LPs stepping back from secondaries going into 2018

Despite buoyant fundraising, the number of LPs actively investing in secondaries funds fell from last year, according to a survey by Probitas Partners.

One quarter of limited partners are not involved in the secondaries market going into next year, according to a survey by placement agent Probitas Partners.

In the firm’s Private Equity Institutional Investor Trends for 2018, 26 percent of respondents say they “are not active in secondaries in any manner”, up from 17 percent in last year’s survey.

Probitas managing director Kelly DePonte believes that although complex deals can offer attractive returns, their complexity as well as the scrutiny they have drawn from the US Securities and Exchange Commission have suppressed a notable increase in deal volume. He also believes that lumpy fundraising this year created a somewhat misleading picture of the market.

“Fundraising for secondaries is up again this year but that has really been driven by three well-regarded, long-lived managers that a number of investors see as core holdings,” DePonte told Secondaries Investor. “I’m not sure interest this year was truly widespread, and on the basis of this survey it won’t be widespread in 2018.”

The number of LPs who actively invest in secondaries funds fell to 44 percent from 48 percent the year before.

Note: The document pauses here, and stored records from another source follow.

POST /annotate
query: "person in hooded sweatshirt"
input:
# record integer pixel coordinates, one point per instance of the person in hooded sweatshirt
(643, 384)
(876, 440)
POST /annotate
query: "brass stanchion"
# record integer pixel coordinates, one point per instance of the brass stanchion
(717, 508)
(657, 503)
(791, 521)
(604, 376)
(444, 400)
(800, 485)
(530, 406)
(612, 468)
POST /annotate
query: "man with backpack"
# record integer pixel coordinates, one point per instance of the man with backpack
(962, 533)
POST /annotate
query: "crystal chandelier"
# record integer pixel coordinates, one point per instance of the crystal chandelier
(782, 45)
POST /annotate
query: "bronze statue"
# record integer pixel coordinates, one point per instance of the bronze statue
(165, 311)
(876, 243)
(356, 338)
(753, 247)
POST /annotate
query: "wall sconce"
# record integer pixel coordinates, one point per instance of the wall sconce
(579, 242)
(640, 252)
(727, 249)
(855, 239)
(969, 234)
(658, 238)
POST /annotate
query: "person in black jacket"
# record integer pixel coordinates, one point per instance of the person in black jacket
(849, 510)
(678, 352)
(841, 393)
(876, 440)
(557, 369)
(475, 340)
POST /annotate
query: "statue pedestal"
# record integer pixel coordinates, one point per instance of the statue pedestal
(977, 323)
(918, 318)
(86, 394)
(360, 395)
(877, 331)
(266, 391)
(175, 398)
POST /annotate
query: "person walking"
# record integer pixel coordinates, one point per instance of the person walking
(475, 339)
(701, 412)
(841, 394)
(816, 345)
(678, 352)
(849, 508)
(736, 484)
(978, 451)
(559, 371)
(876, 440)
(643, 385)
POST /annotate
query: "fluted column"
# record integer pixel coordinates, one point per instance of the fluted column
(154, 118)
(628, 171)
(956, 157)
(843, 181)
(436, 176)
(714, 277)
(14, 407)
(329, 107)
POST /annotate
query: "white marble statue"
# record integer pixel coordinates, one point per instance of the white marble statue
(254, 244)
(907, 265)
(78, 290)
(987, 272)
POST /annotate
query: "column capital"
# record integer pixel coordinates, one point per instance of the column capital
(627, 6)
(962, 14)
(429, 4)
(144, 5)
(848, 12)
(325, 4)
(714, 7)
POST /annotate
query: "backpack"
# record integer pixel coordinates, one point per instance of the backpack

Activity for LPs directly acquiring stakes in funds weakened, as well, to 37 percent from 43 percent.

Direct secondaries had a slight increase in popularity, with 19 percent of LPs expressing an interest in acquiring direct positions in companies on the secondaries market, compared with 12 percent last year.

The survey attracted 98 institutional investors, with fund of funds managers (28 percent), insurance companies (15 percent), advisors (15 percent) and public pensions (14 percent) making up the bulk of respondents.

North America accounted for 53 percent of responses, the UK 22 percent and Asia 16 percent.